The fact that the housing market has its hot spots and cold spots is irrelevant to the overall economic assessment. The reason house prices, like other asset prices, matter is that they are the earliest signal of incipient inflation. If house prices are rising across the country, it is an early warning signal of excess spending power. If house prices are rising in London it is just an even earlier signal. So while it is true that the housing market and consumer borrowing have not returned to the heady boom conditions of a decade ago, to find this comforting misses the point. They are not supposed to get back to that condition. The MPC will presumably act to raise interest rates first.

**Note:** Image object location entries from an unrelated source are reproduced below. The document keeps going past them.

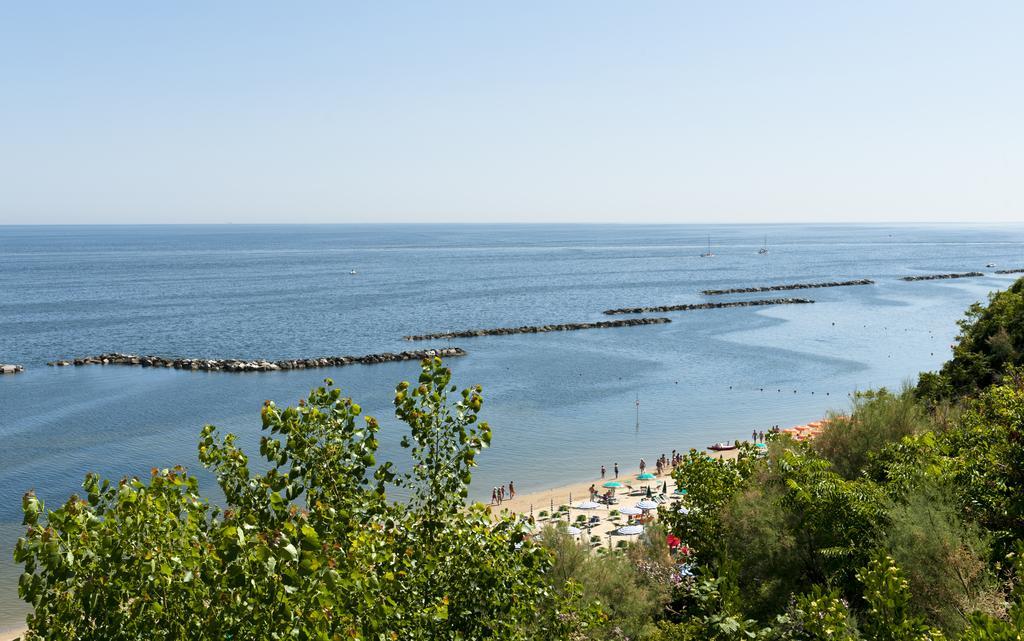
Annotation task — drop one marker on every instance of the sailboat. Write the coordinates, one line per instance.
(709, 253)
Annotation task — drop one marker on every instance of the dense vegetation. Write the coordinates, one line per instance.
(991, 340)
(902, 521)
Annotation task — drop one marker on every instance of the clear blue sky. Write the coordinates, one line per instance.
(589, 111)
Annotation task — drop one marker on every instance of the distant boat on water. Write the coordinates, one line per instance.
(709, 253)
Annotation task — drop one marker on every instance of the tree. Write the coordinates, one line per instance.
(878, 418)
(310, 549)
(991, 339)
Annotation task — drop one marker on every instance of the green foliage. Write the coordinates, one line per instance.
(758, 536)
(629, 588)
(991, 339)
(310, 549)
(837, 521)
(888, 616)
(878, 418)
(711, 483)
(817, 616)
(987, 463)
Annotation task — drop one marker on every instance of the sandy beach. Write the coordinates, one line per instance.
(633, 492)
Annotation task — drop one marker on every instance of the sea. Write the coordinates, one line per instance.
(560, 404)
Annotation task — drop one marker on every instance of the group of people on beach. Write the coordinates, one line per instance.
(662, 466)
(757, 436)
(498, 495)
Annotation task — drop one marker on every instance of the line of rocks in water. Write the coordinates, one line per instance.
(940, 276)
(782, 288)
(239, 365)
(694, 306)
(539, 329)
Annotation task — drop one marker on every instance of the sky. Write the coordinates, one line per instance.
(584, 111)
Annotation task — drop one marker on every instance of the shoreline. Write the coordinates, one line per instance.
(603, 531)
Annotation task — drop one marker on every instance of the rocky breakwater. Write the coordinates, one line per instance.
(782, 288)
(694, 306)
(242, 365)
(941, 276)
(539, 329)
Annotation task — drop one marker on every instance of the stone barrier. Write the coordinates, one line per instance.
(242, 365)
(539, 329)
(782, 288)
(694, 306)
(940, 276)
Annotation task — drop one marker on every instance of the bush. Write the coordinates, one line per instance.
(943, 558)
(878, 418)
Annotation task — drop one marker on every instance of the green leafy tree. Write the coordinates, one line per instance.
(888, 615)
(991, 339)
(878, 418)
(312, 548)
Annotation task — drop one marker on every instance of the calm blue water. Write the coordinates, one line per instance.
(561, 404)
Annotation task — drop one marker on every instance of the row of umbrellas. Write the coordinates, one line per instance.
(642, 506)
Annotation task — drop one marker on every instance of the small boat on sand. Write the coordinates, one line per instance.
(722, 446)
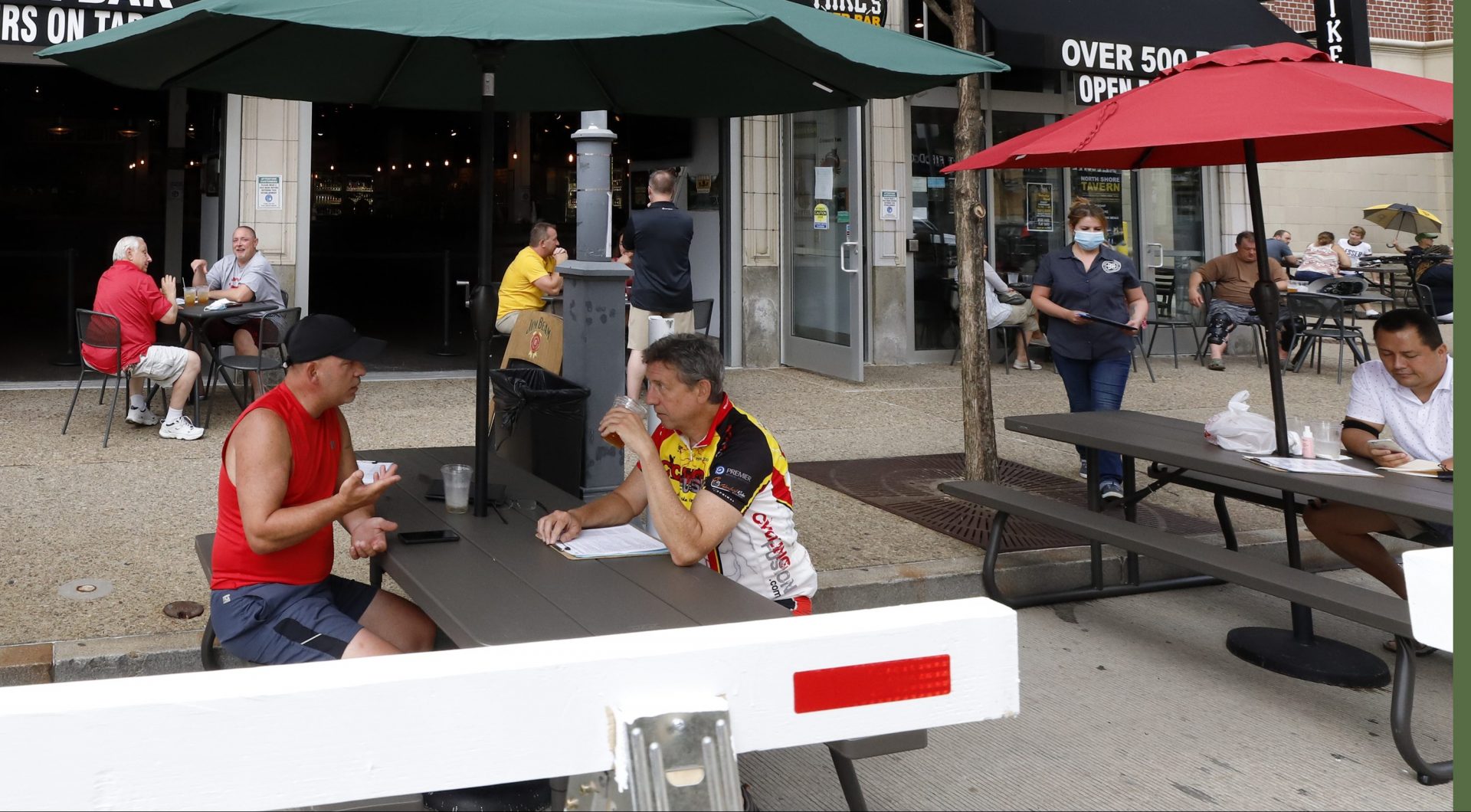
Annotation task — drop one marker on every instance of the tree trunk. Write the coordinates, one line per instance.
(981, 460)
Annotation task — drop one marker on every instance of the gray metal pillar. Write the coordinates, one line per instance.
(593, 356)
(595, 205)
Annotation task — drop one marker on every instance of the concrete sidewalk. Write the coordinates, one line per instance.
(129, 514)
(1125, 703)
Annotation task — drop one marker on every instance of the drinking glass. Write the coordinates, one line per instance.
(457, 487)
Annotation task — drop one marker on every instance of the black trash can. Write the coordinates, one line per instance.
(539, 424)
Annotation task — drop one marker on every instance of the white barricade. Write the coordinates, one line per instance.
(337, 732)
(1430, 584)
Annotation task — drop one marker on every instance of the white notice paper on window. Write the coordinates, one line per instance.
(612, 542)
(823, 188)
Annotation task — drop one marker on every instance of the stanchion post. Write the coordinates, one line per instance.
(68, 356)
(444, 349)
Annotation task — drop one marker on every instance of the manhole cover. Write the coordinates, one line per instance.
(84, 589)
(183, 609)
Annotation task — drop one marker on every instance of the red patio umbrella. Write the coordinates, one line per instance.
(1208, 112)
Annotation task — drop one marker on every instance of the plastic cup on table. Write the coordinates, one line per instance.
(1327, 439)
(624, 402)
(457, 487)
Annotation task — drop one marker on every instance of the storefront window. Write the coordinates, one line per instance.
(932, 205)
(1030, 211)
(1114, 190)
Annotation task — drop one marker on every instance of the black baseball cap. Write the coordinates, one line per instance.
(321, 334)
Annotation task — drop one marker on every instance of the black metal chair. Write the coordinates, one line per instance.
(1324, 318)
(274, 327)
(102, 332)
(1258, 348)
(1167, 323)
(703, 308)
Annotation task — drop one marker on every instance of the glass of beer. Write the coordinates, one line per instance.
(624, 402)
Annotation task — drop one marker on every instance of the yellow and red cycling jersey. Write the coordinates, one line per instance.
(740, 462)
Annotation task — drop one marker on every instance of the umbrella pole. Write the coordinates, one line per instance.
(1295, 652)
(487, 299)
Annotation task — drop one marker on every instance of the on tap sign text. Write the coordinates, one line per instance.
(52, 22)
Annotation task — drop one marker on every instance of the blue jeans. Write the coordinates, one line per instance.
(1096, 386)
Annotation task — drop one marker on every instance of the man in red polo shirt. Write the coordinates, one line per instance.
(127, 292)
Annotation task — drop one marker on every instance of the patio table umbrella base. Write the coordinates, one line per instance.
(1319, 661)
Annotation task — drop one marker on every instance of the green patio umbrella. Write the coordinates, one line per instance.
(671, 57)
(668, 57)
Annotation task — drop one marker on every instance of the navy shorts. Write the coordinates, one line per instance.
(276, 624)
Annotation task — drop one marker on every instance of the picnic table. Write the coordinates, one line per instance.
(1181, 446)
(500, 584)
(1183, 455)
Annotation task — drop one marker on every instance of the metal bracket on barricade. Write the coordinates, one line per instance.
(670, 761)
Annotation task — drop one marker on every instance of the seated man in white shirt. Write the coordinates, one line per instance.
(1408, 390)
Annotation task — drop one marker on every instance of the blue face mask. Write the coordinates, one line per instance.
(1087, 240)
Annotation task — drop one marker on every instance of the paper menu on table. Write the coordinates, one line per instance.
(1416, 468)
(611, 542)
(1298, 465)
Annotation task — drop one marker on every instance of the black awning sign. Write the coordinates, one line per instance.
(873, 12)
(52, 22)
(1122, 57)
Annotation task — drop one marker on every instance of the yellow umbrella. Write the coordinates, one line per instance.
(1402, 217)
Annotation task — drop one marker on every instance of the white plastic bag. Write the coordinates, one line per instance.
(1242, 430)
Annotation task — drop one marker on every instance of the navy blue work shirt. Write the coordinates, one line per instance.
(1096, 290)
(660, 237)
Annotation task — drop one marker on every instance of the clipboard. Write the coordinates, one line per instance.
(1111, 323)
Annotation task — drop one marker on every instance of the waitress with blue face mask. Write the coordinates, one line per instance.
(1093, 358)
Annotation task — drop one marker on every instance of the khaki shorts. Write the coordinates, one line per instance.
(162, 364)
(639, 326)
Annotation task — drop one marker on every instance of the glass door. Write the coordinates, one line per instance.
(1173, 205)
(823, 284)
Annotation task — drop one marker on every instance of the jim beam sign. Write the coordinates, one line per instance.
(52, 22)
(873, 12)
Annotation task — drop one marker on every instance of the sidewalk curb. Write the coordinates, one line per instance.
(840, 590)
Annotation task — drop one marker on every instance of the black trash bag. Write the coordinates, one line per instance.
(539, 424)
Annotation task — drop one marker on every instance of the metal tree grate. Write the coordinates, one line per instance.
(909, 487)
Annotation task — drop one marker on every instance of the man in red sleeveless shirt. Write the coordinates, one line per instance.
(289, 473)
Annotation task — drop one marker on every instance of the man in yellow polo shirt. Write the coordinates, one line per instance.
(530, 277)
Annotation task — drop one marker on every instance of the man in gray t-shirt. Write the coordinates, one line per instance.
(246, 276)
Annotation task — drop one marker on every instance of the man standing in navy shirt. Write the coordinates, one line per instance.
(660, 239)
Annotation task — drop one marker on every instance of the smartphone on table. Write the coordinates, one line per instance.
(1387, 444)
(427, 535)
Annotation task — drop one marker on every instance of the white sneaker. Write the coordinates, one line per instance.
(142, 417)
(182, 428)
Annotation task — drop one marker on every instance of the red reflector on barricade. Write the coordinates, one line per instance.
(874, 683)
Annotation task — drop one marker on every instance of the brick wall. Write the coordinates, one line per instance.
(1417, 21)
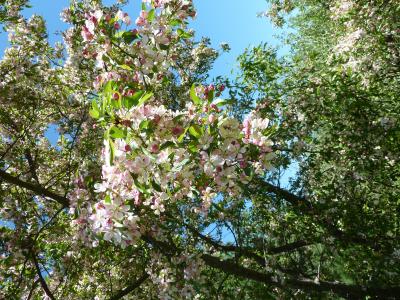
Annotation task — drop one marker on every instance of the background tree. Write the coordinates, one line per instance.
(148, 209)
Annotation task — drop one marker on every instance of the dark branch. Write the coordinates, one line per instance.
(41, 279)
(39, 190)
(230, 267)
(130, 288)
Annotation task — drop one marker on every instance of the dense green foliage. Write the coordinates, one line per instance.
(330, 232)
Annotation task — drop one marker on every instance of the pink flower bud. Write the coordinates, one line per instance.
(178, 130)
(212, 118)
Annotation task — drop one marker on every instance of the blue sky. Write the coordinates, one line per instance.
(232, 21)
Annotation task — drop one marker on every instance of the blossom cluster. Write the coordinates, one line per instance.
(162, 156)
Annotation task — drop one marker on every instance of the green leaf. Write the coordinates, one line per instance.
(151, 15)
(166, 145)
(196, 131)
(148, 154)
(129, 36)
(182, 136)
(183, 34)
(178, 167)
(95, 111)
(112, 151)
(140, 187)
(144, 98)
(175, 22)
(117, 133)
(222, 102)
(129, 102)
(107, 199)
(145, 124)
(156, 186)
(126, 67)
(193, 147)
(196, 100)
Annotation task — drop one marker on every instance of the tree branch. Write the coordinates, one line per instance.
(41, 279)
(39, 190)
(130, 288)
(305, 284)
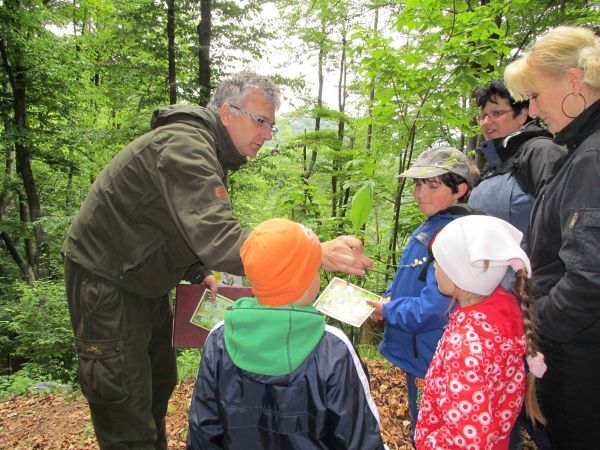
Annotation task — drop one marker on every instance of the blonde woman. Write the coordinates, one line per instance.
(560, 74)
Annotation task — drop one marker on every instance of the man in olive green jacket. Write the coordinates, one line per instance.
(159, 213)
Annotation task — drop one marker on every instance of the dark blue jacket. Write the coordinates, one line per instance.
(417, 312)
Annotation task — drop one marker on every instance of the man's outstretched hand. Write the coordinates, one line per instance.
(344, 254)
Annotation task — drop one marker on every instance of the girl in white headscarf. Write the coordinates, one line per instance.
(476, 383)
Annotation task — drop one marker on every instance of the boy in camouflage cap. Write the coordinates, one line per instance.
(414, 311)
(438, 161)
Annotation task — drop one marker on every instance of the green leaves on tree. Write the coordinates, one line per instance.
(361, 207)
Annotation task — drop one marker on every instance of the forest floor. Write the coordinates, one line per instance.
(62, 422)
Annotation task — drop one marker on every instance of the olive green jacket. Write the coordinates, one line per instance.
(160, 208)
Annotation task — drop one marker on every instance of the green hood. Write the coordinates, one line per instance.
(271, 340)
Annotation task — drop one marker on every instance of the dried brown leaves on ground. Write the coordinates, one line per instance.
(63, 421)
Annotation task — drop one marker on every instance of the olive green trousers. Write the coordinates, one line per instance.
(127, 365)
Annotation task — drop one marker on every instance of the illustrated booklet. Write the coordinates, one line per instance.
(346, 302)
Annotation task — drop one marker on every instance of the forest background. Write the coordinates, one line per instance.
(80, 79)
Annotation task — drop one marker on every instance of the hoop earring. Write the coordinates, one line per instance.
(562, 105)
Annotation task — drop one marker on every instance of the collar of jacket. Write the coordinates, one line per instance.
(229, 157)
(580, 128)
(271, 340)
(507, 146)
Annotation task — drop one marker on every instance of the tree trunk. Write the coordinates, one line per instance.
(171, 51)
(204, 33)
(18, 81)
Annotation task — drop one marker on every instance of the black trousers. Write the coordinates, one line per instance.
(127, 365)
(570, 393)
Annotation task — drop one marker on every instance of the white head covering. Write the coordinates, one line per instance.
(462, 247)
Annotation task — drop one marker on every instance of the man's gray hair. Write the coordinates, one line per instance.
(235, 89)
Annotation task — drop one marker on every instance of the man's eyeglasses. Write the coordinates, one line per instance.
(493, 114)
(261, 121)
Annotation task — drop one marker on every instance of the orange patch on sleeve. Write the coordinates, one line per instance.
(221, 193)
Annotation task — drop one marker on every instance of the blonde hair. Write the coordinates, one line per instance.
(554, 54)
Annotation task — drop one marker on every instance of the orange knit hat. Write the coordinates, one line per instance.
(280, 260)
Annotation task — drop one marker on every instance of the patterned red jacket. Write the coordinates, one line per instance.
(475, 385)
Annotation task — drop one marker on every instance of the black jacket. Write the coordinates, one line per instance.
(518, 166)
(565, 237)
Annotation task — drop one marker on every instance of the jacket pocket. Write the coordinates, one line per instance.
(582, 240)
(101, 370)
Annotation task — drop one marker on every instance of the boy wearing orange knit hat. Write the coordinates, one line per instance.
(273, 375)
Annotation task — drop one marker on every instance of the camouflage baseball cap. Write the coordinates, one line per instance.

There has been a steady shift in the degree of concern shown about housing and other consumer indicators in the MPC's minutes and the Bank of England's Inflation Reports. The housing market got a dismissive sentence in June's minutes. By August, the committee had doubled its earlier forecast for house price inflation this year. The latest Inflation Report meanwhile noted that the household sector was once again withdrawing equity from housing, using loans secured on property to finance other spending.
Since then it has also emerged that some lenders are again offering mortgages worth more than 100 per cent of the value of the property on which they are secured.
The economy has changed for the better in the past decade. We are even getting used to low price inflation. But the laws of economics have not been repealed, and the early signs of boom are still relevant for interest rate policy.